The miner's indolent eye rested casually upon his guest. "Married?"

"I have not that felicitation," replied the Spaniard.

"It was the lady I meant."

"Pardon. No man has yet been so fortunate to win the señorita"

"I reckon it's not for want of trying, since the heiress is so beautiful. There's always plenty of willing lads to take over the job of prince regent under such circumstances."

The spine of the New Mexican stiffened ever so slightly. "Señorita Valdés is princess of the Rio Chama valley. Her dependents understan' she is of a differen' caste, a descendant of the great and renowned Don Alvaro of Castile."

"Don't think I know the gentleman. Who was he?" asked Gordon genially, offering his guest a cigar.

Pesquiera threw up his neat little hands in despair. "But of a certainty Mr.
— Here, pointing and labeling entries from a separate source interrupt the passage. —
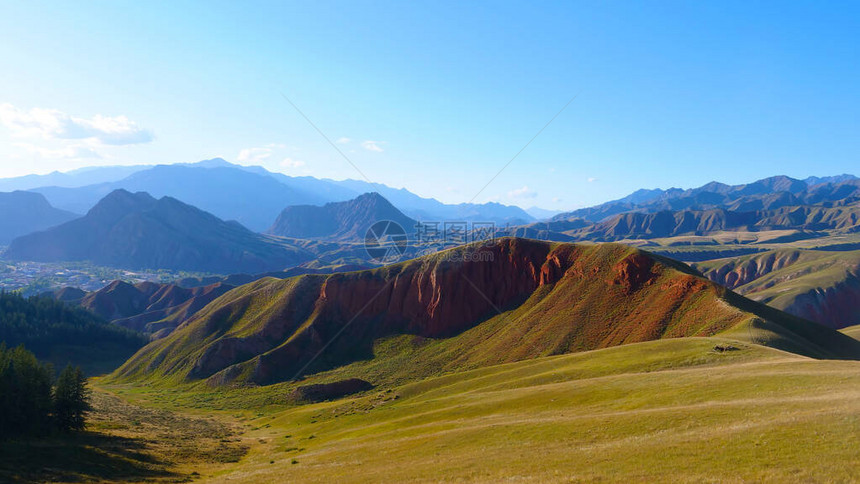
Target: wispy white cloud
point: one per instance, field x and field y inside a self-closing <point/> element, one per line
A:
<point x="53" y="124"/>
<point x="372" y="145"/>
<point x="254" y="155"/>
<point x="291" y="163"/>
<point x="523" y="192"/>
Gordon has read of Don Alvaro de Valdés y Castillo, lord of demesnes without number, conqueror of the Moors and of the fierce island English who then infested Spain in swarms. His retinue was as that of a king. At his many manors fed daily thirty thousand men at arms. In all Europe no knight so brave, so chivalrous, so skillful with lance and sword. To the nobles his word was law. Young men worshiped him, the old admired, the poor blessed. The queen, it is said, love' him madly. She was of exceeding beauty, but Don Alvaro remember his vows of knighthood and turn his back upon madness. Then the king, jealous for that his great noble was better, braver and more popular than he, send for de Valdés to come to court."

"I reckon Don Alvaro ought to have been sick a-bed that day and unable to make the journey," suggested Dick.

"So say his wife and his men, but Don Alvaro scorn to believe his king a traitor. He kiss his wife and babies good-bye, ride into the trap prepare' for him, and die like a soldier. God rest his valiant soul."